И только в этот миг моего словно бы нереального существования, понял я, насколько связан с оставленным мною миром, который я бросил на произвол судьбы, забросав его пророчествами его гибели и не признаваясь себе, что эта гибель будет на моей совести.
За окнами длилась беззвездная ночь. Сплошная тьма. И тут ясно пришла мне мысль о сне, давно пробивавшаяся наружу. Ко сну тянет утомление, а оно возникает от чрезмерного возбуждения.
Но, главное, в случае моей, — то ли несостоявшейся, то ли, все же, состоявшейся жизни, — это ощутимо приближающаяся смерть.
И она обольщает меня в образе своего младшего брата — сна.
270
Был ли предлагаемый мною путь эклектическим вариантом буддизма, который я перенял у Шопенгауэра, придав нирване несвойственную ей активность, приняв буддийское отсутствие Бога?
Была ли причина, предъявившая мне требование — будь Буддой?
Чем, все же, буддизм особенно привлекателен? Быть может, тем, что выражает настроение заката, прекрасного вечера, некую совершенную завершающую мягкость и сладость нирваны, благодарение всему, что пройдено и оставлено, как одежды Сакья Муни, превратившегося в Будду.

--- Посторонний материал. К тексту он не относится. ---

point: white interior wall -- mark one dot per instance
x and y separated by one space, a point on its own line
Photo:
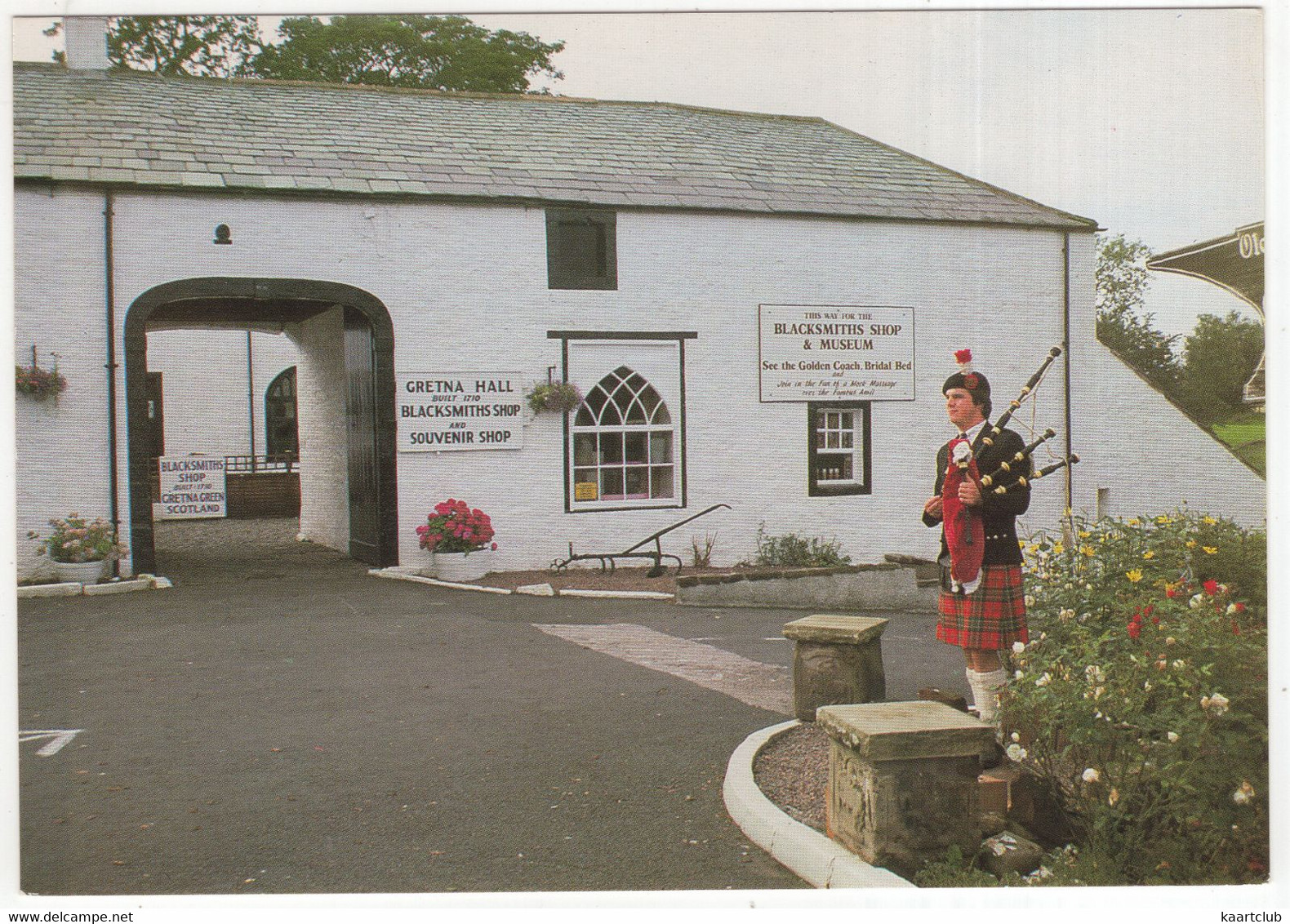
320 412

Он с чувством освобождения и, в то же время с грустью видит свои одежды на все более удаляющемся противоположном берегу.
Будда отрешается от оставшейся там же духовной любви и всей ее сложности и противоречий, но еще витает над ним нимб духа прощальным светом и теплом солнечного заката.
Порой я пытался принять буддистскую отрешенность от всяческого действия, как панацею от всех бед моей жизни. И потому меня особенно поражает ширящийся интерес то ли к моей персоне, то ли к моей философии, то ли поддались моим чарам, то ли пытаются найти от меня спасение. Но я стою на том, что прошлое философии в значительной степени пошло, и от него следовало бы отрешиться по буддийскому рецепту, включая Шопенгауэра, приписавшего это рецепт нашей европейской цивилизации.

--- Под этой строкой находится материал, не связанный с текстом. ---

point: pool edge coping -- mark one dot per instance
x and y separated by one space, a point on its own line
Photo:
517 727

Если искать нечто общее с началом христианства и буддизмом, я бы назвал первозданную ячейку, клетку — маленькую еврейскую семью диаспоры, с ее теплом и нежностью, с ее взаимопомощью.

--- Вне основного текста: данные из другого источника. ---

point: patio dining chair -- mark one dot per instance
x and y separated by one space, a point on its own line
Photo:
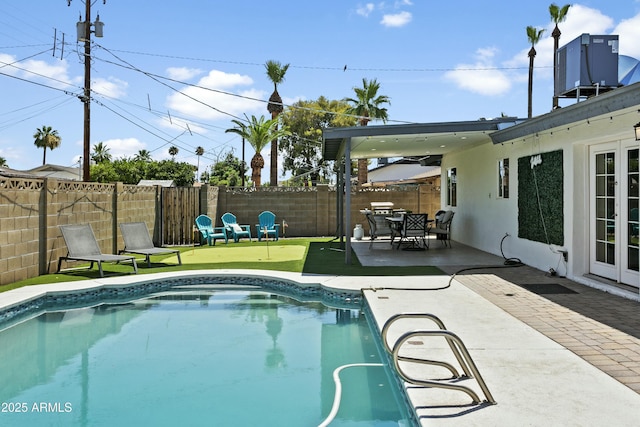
83 246
414 231
138 241
209 233
234 229
378 228
267 226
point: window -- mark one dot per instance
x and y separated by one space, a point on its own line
452 191
503 178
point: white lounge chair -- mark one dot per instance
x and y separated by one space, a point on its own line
83 246
138 241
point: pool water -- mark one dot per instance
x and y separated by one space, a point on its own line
196 358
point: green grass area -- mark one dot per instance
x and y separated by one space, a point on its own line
308 255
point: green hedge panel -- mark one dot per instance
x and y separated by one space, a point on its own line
540 198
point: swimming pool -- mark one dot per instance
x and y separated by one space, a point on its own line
198 356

Это было неслыханно и чуждо Риму с его имперскими замашками.
Разве не потрясает готовность евреев вступиться друг за друга, их тайная — не на оскорбление, насмешку, преследование — гордость тем, что они — «избранный народ» — на величие и на страдания.
Разве не поражает, как и в буддизме, отсутствие в них всякой зависти к внешнему блеску и самоценной силе.
Вот это блаженное состояние, весь этот иудейский опыт и навык общинного самосохранения в условиях иноземной власти, и послужил апостолу Павлу приманкой языческим массам.
Из маленькой иудейской общины берет начало то, что мы называем любовью. Под покровом смирения и бедности в этой семье таится страстная душа, не имеющая ничего общего с душой греческой, индийской и, уж точно, германской.
Так что панегирик любви, сочиненный Павлом, вовсе не христианский, а иудейский, обжигающий вечным пламенем семитского происхождения.
Потеряв своих защитников — воинов, и обеспечивающих их питанием земледельцев, а затем и власть над своей землей, иудеи все свое выживание сосредоточили в священнике, выражающем весь их пессимизм негодования против господствующих сословий.
Другими словами, масса, а это всегда, главным образом, — чернь, восставала и возглавлялась священником.
Но христиане и в иудейском священнике видели претившие им привилегированность и благородство — и потому священника вычеркнули.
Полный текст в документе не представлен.